Sentado en aquel hueco y situándose lo más dentro posible, Winston podía mantenerse
fuera del alcance de la telepantalla en cuanto a la visualidad, ya que no podía
evitar que oyera sus ruidos.
En parte, fue
la misma distribución insólita del cuarto lo que le indujo a lo que ahora se
disponía a hacer. Pero también se lo había sugerido el libro que acababa de
sacar del cajón. Era un libro excepcionalmente bello. Su papel, suave y
cremoso, un poco amarillento por el paso del tiempo, por lo menos hacía
cuarenta años que no se fabricaba. Sin embargo, Winston suponía que el libro
tenía muchos años más. Lo había visto en el escaparate de un establecimiento de
compraventa en un barrio miserable de la ciudad (no recordaba exactamente en
qué barrio había sido) y en el mismísimo instante en que lo vio, sintió un
irreprimible deseo de poseerlo. Los miembros del Partido no deben entrar en las
tiendas corrientes (a esto se le llamaba, en tono de severa censura, «traficar
en el mercado libre»), pero no se acataba rigurosamente esta prohibición porque
había varios objetos como cordones para los zapatos y hojas de afeitar que era
imposible adquirir de otra manera. Winston, antes de entrar en la tienda, había
mirado en ambas direcciones de la calle para asegurarse de que no venía nadie
y, en pocos minutos, adquirió el libro por dos dólares cincuenta.

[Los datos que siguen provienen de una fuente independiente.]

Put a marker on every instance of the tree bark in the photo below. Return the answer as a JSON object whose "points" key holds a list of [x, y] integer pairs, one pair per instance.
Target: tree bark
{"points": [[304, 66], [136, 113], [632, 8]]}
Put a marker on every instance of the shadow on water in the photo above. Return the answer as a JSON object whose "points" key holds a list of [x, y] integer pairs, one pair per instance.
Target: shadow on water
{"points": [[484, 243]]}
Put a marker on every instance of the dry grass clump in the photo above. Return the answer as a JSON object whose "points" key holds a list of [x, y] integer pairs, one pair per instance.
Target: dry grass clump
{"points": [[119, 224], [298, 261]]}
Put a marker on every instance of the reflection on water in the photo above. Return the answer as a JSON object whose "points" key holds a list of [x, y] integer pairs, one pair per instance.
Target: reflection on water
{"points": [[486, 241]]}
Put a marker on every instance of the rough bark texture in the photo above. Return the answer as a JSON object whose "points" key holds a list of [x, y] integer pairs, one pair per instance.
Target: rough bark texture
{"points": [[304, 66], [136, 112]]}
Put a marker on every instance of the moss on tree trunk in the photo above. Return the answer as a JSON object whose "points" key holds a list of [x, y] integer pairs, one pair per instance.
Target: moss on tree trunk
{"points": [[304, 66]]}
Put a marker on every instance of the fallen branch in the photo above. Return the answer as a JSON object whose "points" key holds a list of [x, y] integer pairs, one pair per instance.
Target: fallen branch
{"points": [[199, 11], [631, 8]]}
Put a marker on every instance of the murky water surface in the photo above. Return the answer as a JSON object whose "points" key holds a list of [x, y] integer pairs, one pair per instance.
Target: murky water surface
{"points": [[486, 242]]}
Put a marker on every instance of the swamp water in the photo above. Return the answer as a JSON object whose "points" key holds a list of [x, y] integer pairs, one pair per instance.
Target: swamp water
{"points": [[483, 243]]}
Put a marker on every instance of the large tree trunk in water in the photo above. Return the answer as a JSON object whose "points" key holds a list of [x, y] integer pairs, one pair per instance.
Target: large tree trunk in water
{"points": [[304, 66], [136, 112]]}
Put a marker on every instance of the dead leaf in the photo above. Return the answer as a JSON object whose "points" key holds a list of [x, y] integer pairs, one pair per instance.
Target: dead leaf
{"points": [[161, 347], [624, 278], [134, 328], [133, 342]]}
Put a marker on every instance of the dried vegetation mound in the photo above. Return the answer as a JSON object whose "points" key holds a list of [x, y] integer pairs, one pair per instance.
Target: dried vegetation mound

En aquel
momento no sabía exactamente para qué deseaba el libro. Sintiéndose culpable se
lo había llevado a su casa, guardado en su cartera de mano. Aunque estuviera en
blanco, era comprometido guardar aquel libro.
Lo que ahora se
disponía Winston a hacer era abrir su Diario. Esto no se consideraba ilegal (en
realidad, nada era ilegal, ya que no existían leyes), pero si lo detenían podía
estar seguro de que lo condenarían a muerte, o por lo menos a veinticinco años
de trabajos forzados. Winston puso un plumín en el portaplumas y lo chupó
primero para quitarle la grasa. La pluma era ya un instrumento arcaico. Se
usaba rarísimas veces, ni siquiera para firmar, pero él se había procurado una,
furtivamente y con mucha dificultad, simplemente porque tenía la sensación de
que el bello papel cremoso merecía una pluma de verdad en vez de ser rascado
con un lápiz tinta. Pero lo malo era que no estaba acostumbrado a escribir a
mano. Aparte de las notas muy breves, lo corriente era dictárselo todo al hablescribe,
totalmente inadecuado para las circunstancias actuales. Mojó la pluma en la
tinta y luego dudó unos instantes. En los intestinos se le había producido un
ruido que podía delatarle. El acto trascendental, decisivo, era marcar el papel.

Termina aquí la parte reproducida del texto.